From 29f47ebe5b688e1b3bb1a929d9b9f581bdb36a7a Mon Sep 17 00:00:00 2001
From: KuangjuX <18630816527@163.com>
Date: Sun, 29 Dec 2024 06:02:46 -0800
Subject: [PATCH] fix copy v matrix from global to shared.

---
 benchmarks/cpp/flashattention/copy.cuh       | 46 ++++++++++++++++++--
 benchmarks/cpp/flashattention/cutlass_fa.cuh | 10 ++++-
 benchmarks/cpp/flashattention/main.cu        |  4 +-
 3 files changed, 53 insertions(+), 7 deletions(-)

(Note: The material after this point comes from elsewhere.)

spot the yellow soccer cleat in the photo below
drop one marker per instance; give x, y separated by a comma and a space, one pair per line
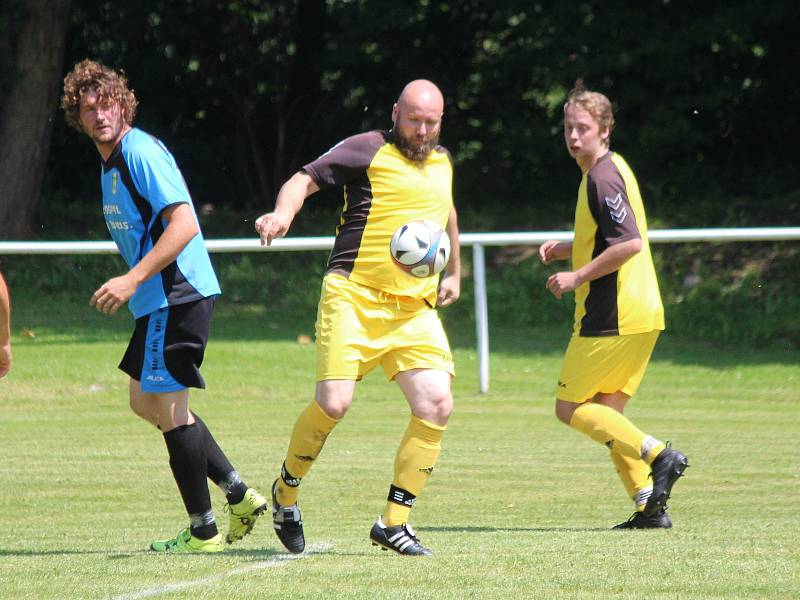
186, 542
243, 515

diff --git a/benchmarks/cpp/flashattention/copy.cuh b/benchmarks/cpp/flashattention/copy.cuh
index d4d3b0c..c6b0df8 100644
--- a/benchmarks/cpp/flashattention/copy.cuh
+++ b/benchmarks/cpp/flashattention/copy.cuh
@@ -195,15 +195,55 @@ class G2SCopyV {
     }
 
     DEVICE void prologue() {
-        // Pipeline the copy operation.
+#pragma unroll
+        for (int m = 0; m < size<1>(gV); ++m) {
+#pragma unroll
+            for (int k = 0; k < size<2>(gV); ++k) {
+                cute::copy(tiled_copy, gV(_, m, k), sV(_, m, k));
+            }
+        }
+
+        cute::cp_async_fence();
+        gV.data() = gV.data() + gV_stride;
+        sV.data() = sV.data() + sV_stride;
+
+        if ((cur_iter + 1) % num_stage == 0) {
+            sV.data() = sV.data() + (-sV_stride * num_stage);
+        }
+
+        cur_iter++;
     }
 
     DEVICE void body() {
-        // Pipeline the copy operation.
+#pragma unroll
+        for (int m = 0; m < size<1>(gV); ++m) {
+#pragma unroll
+            for (int k = 0; k < size<2>(gV); ++k) {
+                cute::copy(tiled_copy, gV(_, m, k), sV(_, m, k));
+            }
+        }
+
+        cute::cp_async_fence();
+
+        gV.data() = gV.data() + gV_stride;
+        sV.data() = sV.data() + sV_stride;
+
+        if ((cur_iter + 1) % num_stage == 0) {
+            sV.data() = sV.data() + (-sV_stride * num_stage);
+        }
+
+        cur_iter++;
     }
 
     DEVICE void epilogue() {
-        // Pipeline the copy operation.
+#pragma unroll
+        for (int m = 0; m < size<1>(gV); ++m) {
+#pragma unroll
+            for (int k = 0; k < size<2>(gV); ++k) {
+                cute::copy(tiled_copy, gV(_, m, k), sV(_, m, k));
+            }
+        }
+        cute::cp_async_fence();
     }
 
   private:
diff --git a/benchmarks/cpp/flashattention/cutlass_fa.cuh b/benchmarks/cpp/flashattention/cutlass_fa.cuh
index b6bd8c3..25cf1f8 100644
--- a/benchmarks/cpp/flashattention/cutlass_fa.cuh
+++ b/benchmarks/cpp/flashattention/cutlass_fa.cuh
@@ -189,6 +189,7 @@ __global__ void __launch_bounds__(Nthreads)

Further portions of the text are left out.